The rain is thundering on the van top. The creatures are all folded down in sleep, the park blackly wrapped about in that dense dark. There is a solidity about the black night in this little valley, as if you could cut slices out of it and pile them up. Not a light anywhere. The stream gargles as if it had a perpetual sore throat. A car passes up on the Malahat highway with a swift flash of light on this and that up above us and is gone like an unreality.

SEPTEMBER 16TH

After living for a whole month, or thereabouts, in a caravan and then to return to a two-storey house with six rooms all to oneself makes one feel as if one had straddled the whole world. The Elephant is bedded down opposite the Four Mile House in a quiet pasture. It is hard to settle down. The house feels stuffy and oppressive but the garden is joyful. The trees are heavy with near-ripe apples and the autumn flowers plead for yet a little sunshine so that they can mature their late crop. The rain is drooping them heavily. Woo is still in her summer residence,
defying the World, the Flesh and the Devil with hideous faces. The dogs who were so delighted to go away are now tickled stiff to come back. And Susie? To her the studio is splendid and to roam free among its litter is the tip top of life.

I have uncovered “The Mountain.” It makes me sick. I am heavy in spirit over my painting. It is so lacking. What’s the use? Sometimes I could quit paint and take to charring. It must be fine to clean perfectly, to shine and polish and
know
that it could not be done better. In painting that never occurs.

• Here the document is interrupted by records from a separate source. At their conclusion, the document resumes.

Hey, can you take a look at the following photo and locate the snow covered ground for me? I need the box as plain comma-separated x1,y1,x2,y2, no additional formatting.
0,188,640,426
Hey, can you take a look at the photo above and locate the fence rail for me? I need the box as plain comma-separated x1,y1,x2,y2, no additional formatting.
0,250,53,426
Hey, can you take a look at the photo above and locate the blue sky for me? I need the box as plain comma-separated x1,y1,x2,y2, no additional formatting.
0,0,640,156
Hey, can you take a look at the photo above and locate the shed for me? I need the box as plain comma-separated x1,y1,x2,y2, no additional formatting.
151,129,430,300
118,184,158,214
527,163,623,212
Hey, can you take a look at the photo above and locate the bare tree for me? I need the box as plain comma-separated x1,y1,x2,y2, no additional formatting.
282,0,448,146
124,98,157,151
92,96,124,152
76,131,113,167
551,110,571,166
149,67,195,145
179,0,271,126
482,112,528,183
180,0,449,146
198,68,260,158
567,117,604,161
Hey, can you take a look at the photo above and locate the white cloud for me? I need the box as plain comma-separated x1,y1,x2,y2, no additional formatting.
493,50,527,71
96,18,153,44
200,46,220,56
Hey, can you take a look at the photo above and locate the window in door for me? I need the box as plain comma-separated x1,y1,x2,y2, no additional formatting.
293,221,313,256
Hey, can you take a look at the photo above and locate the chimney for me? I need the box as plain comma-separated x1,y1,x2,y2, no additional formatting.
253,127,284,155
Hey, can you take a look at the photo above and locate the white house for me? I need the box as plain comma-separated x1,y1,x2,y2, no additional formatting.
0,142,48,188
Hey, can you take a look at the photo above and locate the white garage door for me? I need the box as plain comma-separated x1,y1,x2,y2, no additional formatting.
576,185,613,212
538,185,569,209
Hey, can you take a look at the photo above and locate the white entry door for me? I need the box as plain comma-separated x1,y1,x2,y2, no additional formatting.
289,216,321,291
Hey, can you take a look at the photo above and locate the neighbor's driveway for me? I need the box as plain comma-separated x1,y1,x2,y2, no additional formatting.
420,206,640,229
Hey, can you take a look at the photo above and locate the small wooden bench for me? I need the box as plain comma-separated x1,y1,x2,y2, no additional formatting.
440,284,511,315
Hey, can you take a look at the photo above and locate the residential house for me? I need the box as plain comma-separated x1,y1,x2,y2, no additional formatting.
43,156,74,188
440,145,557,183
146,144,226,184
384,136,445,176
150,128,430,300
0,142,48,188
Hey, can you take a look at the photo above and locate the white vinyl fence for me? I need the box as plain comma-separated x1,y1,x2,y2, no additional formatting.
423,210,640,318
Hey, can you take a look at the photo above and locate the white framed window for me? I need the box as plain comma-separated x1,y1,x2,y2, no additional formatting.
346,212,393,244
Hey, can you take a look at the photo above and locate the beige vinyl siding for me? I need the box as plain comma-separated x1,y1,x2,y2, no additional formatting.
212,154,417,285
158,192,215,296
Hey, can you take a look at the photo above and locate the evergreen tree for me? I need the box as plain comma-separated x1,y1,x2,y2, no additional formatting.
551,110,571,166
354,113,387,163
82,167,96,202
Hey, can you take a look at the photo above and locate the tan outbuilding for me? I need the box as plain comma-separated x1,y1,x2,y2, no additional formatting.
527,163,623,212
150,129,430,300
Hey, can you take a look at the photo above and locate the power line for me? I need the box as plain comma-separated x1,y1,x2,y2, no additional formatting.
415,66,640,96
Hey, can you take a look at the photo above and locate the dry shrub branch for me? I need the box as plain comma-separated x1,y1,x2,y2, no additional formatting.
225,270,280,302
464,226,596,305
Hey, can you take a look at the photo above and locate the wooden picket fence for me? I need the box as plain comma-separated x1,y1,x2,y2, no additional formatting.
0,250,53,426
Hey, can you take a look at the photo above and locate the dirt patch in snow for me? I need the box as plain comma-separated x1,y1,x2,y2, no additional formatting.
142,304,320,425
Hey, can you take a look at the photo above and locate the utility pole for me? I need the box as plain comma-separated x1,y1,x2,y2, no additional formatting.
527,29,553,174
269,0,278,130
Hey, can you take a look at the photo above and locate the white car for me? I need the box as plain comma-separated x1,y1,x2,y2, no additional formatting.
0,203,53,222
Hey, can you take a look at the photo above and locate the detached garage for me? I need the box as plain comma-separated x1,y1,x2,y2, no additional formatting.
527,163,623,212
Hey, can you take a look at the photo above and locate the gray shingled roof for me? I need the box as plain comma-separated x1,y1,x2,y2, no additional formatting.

Oh, I am frightened when I look at my painting! I have had some back today from exhibitions and see it afresh. There is nothing to it, just paint, dead and forlorn, getting nowhere. It lacks and lacks. The paint chokes me and I ache. Better eat paint like the monkey and make my body sick than dabble my soul in it and make that sick. A dose of salts fixed her body. What can I take to fix my soul? It is sick and aching and heavy. Be still.
Be still.
Fretting and forcing don’t get one anywhere. I’ve gardened and washed blankets today and done them well. That is apparently my level. The work I did at Goldstream Flats is a fizzle, not one uplifting statement, only muddled nothings. And yet at times I thought something would come through and there are some thoughts in it to work out.

“MISSING YOU A LONG TIME
. I now write to invite you to my exhibition of art.” So wrote little Lee Nan. He is a Chinese artist. When I had the exhibition trying to start the People’s Gallery, he was much disappointed that the gallery did not go through. His exhibition was in an old brick store in Chinatown, 556 Cormorant Street. It must have taken some courage. His cold, moist little hand, as I shook it, said it did. (He once tried to join the
Arts and Crafts Society and was refused because of his nationality.) His work is good and he knows it and loves it.

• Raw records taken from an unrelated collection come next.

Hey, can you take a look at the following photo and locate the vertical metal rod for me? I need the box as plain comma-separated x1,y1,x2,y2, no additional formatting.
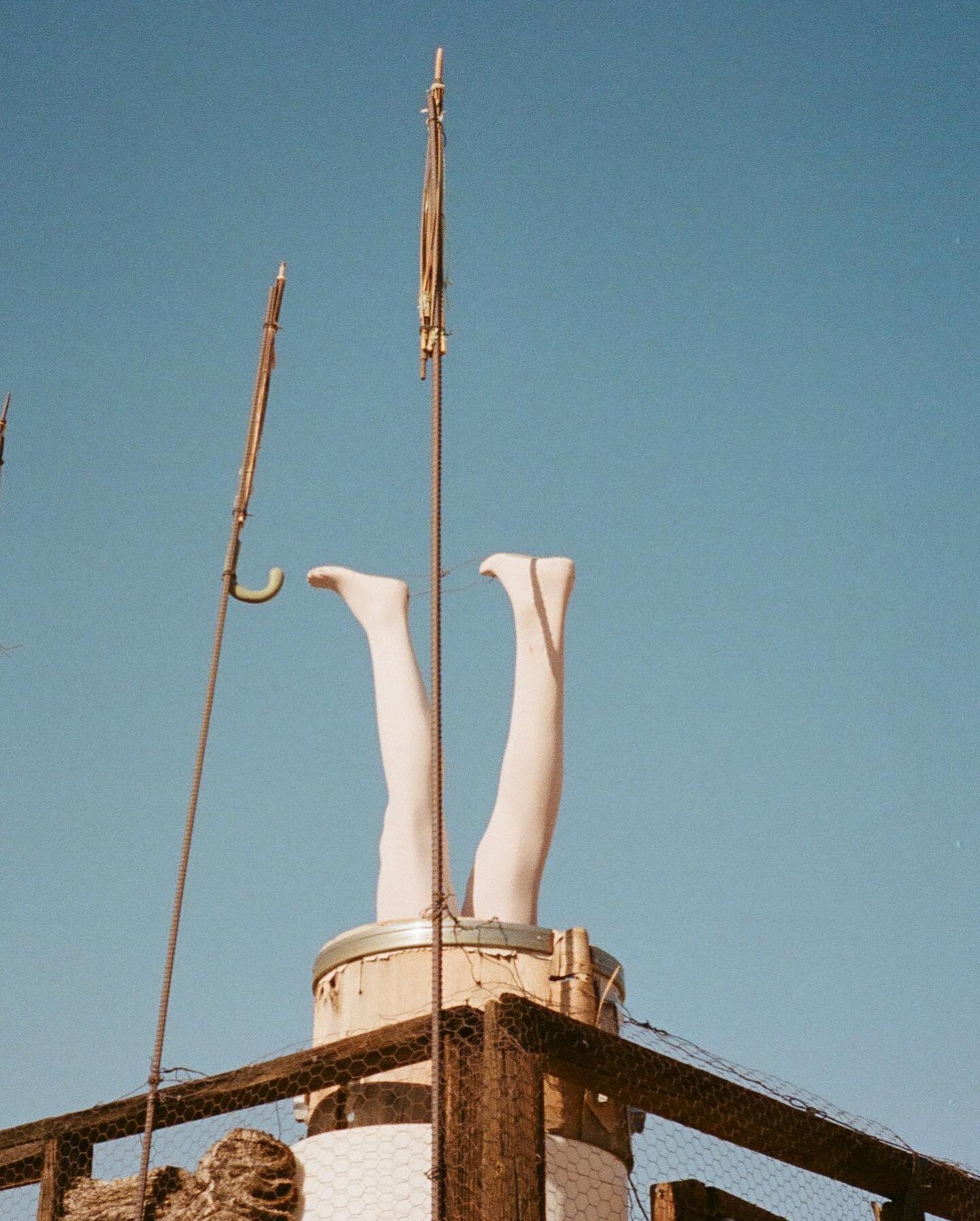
135,263,286,1221
420,48,446,1221
0,393,10,503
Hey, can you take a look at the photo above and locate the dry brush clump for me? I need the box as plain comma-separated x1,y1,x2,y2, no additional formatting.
65,1128,299,1221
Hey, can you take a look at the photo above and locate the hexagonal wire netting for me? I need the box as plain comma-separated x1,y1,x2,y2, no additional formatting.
0,998,980,1221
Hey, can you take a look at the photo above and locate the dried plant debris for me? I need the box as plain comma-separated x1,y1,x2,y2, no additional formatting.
65,1128,299,1221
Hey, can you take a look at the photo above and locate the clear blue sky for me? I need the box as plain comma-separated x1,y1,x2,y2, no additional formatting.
0,0,980,1162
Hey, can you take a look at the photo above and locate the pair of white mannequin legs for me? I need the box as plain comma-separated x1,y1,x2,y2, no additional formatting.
308,553,575,924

He had a room full of his paintings. The big double door was open and the shop window was hung with green cotton curtains, truly Chinese. He had covered the brick wall with a thin wash of white but it was still a brick wall, no delusion. There was an organ in the room and a box in a corner draped with a black and white oilcloth. There was a gay bunch of flowers on it and a little new exercise book in which the guests wrote their names, the Orientals on one side of the page and the whites on the other. There were not many signatures.

Lee Nan met each guest and said a few words. His English is very difficult but his face beamed with nervous smiles. I love his work. It is simple and sincere and very Oriental. He bookkeeps in a Chinese store and has not a great deal of time to paint. His subjects are mostly birds and flowers with a few landscapes. They are mostly watercolours. The birds live and are put into their space just right. There is a dainty tenderness about them and one is not conscious of paint but of spirit. As I stood by little Lee Nan something in me went out to him, sort of the mother part of me. I wanted to shield him from the brutal buffets of the “whites” and their patronizing. (“Quite good for a Chinaman, aren’t they?” they say.) “Did you send many invitations?” I asked. “Oh, yes,” he said and stopped to count. “I sent seven.” I could imagine the labour those seven neat little half-sheets had cost. I have telephoned a lot of people, including two newspaper women. I hope they give him some write-ups. It would please him greatly. I and my work feel brutally material beside Lee Nan and his. I asked the price of a sketch. “Oh, I don’t know. Who would want it?” he replied.

I WENT AGAIN TO
Lee Nan’s exhibition. Not one of the old sticks I told about it, who thanked me so smugly and said they would surely go, has been. A great old fuss there’d be if it was someone in
society.
Lee Nan was smilingly cheerful. He expects so little. He has sold three sketches and thinks that the people will come by and by. He would like me to teach him. I feel more that I would like him to teach me. He has what I lack, an airy, living daintiness, more of the “exquisite” of life. There is a purity and sweetness about his things, much life and little paint. How different the Oriental viewpoint is! I should think we hurt them horribly with our clumsy heaviness.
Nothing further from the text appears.